FB : Absolument. En fait, ça fait partie des challenges de l’IA. Quand on fait de l’apprentissage, quand on apprend des choses à la machine, il faut éviter effectivement de lui donner des choses qui font que son apprentissage ne se passe pas bien. Parce que finalement, encore une fois, la machine n’invente rien. La machine s’alimente des données qu’on lui donne.

Dans les présentations que je fais habituellement, je compare toujours l’IA à un enfant en bas âge. Un enfant en bas âge, si ses parents lui donnent une « bonne éducation », donc les bons conseils, etc., s’ils l’informent bien, s’ils appellent bien les choses par leur nom, l’enfant est « formaté » convenablement. Donc si effectivement on ne lui donne pas les bonnes infos ou si on se laisse aller, en termes d’éducation, effectivement il peut tourner mal.

L’IA c’est pareil, c’est l’homme qui lui donne, qui sélectionne les données qui servent à l’apprentissage de l’IA. Donc si l’IA a mal appris des choses, ce n’est pas de la faute de l’IA et de la machine.

Même s’il y a des choses qui sont relatives aux aspects mathématiques et informatiques – j’y reviendrai plus tard -, à la base, les données qui servent pour l’apprentissage de l’IA sont fournies, sont sélectionnées par l’expert humain. Donc si effectivement cet expert humain sélectionne mal le jeu de données nécessaires ; si ce jeu de données intègre des biais sociaux, sexistes, racistes aussi – c’est déjà arrivé, même récemment, mais heureusement on a corrigé tout ça – ; l’IA va reproduire ce qu’elle a appris.

Donc le fait de choisir les bonnes données permet d’avoir un bon apprentissage.

 

JC : Alors autre volet, et non des moindres, Fayçal Boujemaa, c’est l’aspect environnemental. L’IA, vous l’avez dit, c’est de la puissance de calcul donc ce sont des machines, donc c’est de la consommation énergétique, donc c’est du bilan carbone. Comment est-ce que vous prenez en compte cette dimension aujourd’hui ?

 

FB : Alors je dois souligner d’abord que l’IA fait beaucoup pour la verdure, donc pour le green. Il y a énormément d’applications effectivement qui permettent d’optimiser le transport, la circulation par exemple, qui permettent de réduire la consommation énergétique dans d’autres domaines, dans l’agriculture. En revanche, effectivement, l’IA, elle, ne s’est pas préoccupée en quelque sorte d’elle-même, de sa propre consommation.

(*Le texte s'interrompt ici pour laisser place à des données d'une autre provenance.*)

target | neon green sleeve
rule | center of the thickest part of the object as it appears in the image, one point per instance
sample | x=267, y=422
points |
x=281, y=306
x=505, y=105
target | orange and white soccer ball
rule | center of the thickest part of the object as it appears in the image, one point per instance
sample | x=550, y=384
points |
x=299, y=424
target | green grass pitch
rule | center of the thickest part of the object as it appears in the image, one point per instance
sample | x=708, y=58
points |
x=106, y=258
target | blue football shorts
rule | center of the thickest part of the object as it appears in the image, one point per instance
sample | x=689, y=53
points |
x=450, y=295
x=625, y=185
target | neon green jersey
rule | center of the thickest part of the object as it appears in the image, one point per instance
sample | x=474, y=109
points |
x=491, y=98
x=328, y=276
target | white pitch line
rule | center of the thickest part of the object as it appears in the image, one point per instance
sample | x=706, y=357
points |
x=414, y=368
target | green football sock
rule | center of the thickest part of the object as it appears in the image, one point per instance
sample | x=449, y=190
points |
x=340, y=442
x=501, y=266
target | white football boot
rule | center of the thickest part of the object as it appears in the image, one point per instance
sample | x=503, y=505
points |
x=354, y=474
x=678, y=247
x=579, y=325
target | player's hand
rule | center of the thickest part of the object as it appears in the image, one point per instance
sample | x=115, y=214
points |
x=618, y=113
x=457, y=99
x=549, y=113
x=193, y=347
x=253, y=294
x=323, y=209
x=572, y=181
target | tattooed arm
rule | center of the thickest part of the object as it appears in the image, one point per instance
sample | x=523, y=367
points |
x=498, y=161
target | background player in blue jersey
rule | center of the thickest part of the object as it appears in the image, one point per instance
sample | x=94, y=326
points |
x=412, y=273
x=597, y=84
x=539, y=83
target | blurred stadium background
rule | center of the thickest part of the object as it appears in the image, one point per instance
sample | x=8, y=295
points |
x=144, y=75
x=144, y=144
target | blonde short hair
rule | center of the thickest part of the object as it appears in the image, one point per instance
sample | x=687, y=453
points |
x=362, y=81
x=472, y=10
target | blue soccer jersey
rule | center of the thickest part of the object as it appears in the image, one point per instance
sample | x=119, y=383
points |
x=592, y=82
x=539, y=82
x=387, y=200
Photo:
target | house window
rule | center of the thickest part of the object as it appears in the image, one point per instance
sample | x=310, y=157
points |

Et donc du coup, ça, c’est une discipline : « Green AI », comme on l’appelle en anglais. Donc « l’IA verte ». C’est une discipline qui est née d’un article fondateur qui a été publié en juillet 2019. Donc ce n’est pas si lointain que ça. Et l’idée ici, c’est vraiment de savoir comment produire des IA avec la même qualité si possible, mais tout en consommant beaucoup moins d’énergie.

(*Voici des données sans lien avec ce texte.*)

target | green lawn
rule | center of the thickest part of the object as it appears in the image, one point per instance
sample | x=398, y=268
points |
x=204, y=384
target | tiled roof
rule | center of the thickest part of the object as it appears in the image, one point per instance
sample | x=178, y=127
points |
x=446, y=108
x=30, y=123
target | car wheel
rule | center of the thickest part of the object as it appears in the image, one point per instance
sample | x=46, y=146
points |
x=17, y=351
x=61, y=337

Et donc là, en s’appuyant sur des techniques mathématiques et informatiques, aujourd’hui, on est en train de voir qu’il y a certainement une possibilité d’avoir des IA qui peuvent donner une qualité de service d’un très bon niveau tout en consommant beaucoup moins. C’est à dire nécessitant, au niveau de l’apprentissage principalement, beaucoup moins d’itérations, pour que cet apprentissage se fasse dans les meilleures conditions.

 

JC : Donc comment vous faites ? C’est au niveau véritablement de la conception des algorithmes d’IA ?

 

FB : Absolument c’est essentiellement mathématique. Mais effectivement jusqu’à maintenant, on va dire qu’on a progressé pour que l’IA soit viable, qu’elle existe, pour qu’on montre ce qu’on sait faire avec. Mais maintenant on commence effectivement à se dire il faut peut-être regarder un peu les techniques mathématiques et informatiques que nous utilisons jusqu’ici, pour les optimiser, pour que cet apprentissage se fasse plus rapidement.

Il y a quelques astuces mathématiques et informatiques pour qu’on aille plus vite : beaucoup moins de calculs et donc moins de consommation d’énergie.

 

JC : Bon, pour résumer, Fayçal Boujemaa, l’IA est déjà dans de nombreux domaines et demain il y aura de l’IA partout ?

 

FB : Oui, absolument. Là où l’intelligence humaine s’exprime, l’IA peut venir aider. Et d’ailleurs, aujourd’hui, au sein d’Orange, nous avons l’IA sur la partie technique, sur le réseau, sur la sécurité, sur le système d’information. L’IA, sur le terrain commercial, le business, donc l’IA pour la relation client, l’IA pour le marketing et quelques autres usages en termes de marketing et de commerce.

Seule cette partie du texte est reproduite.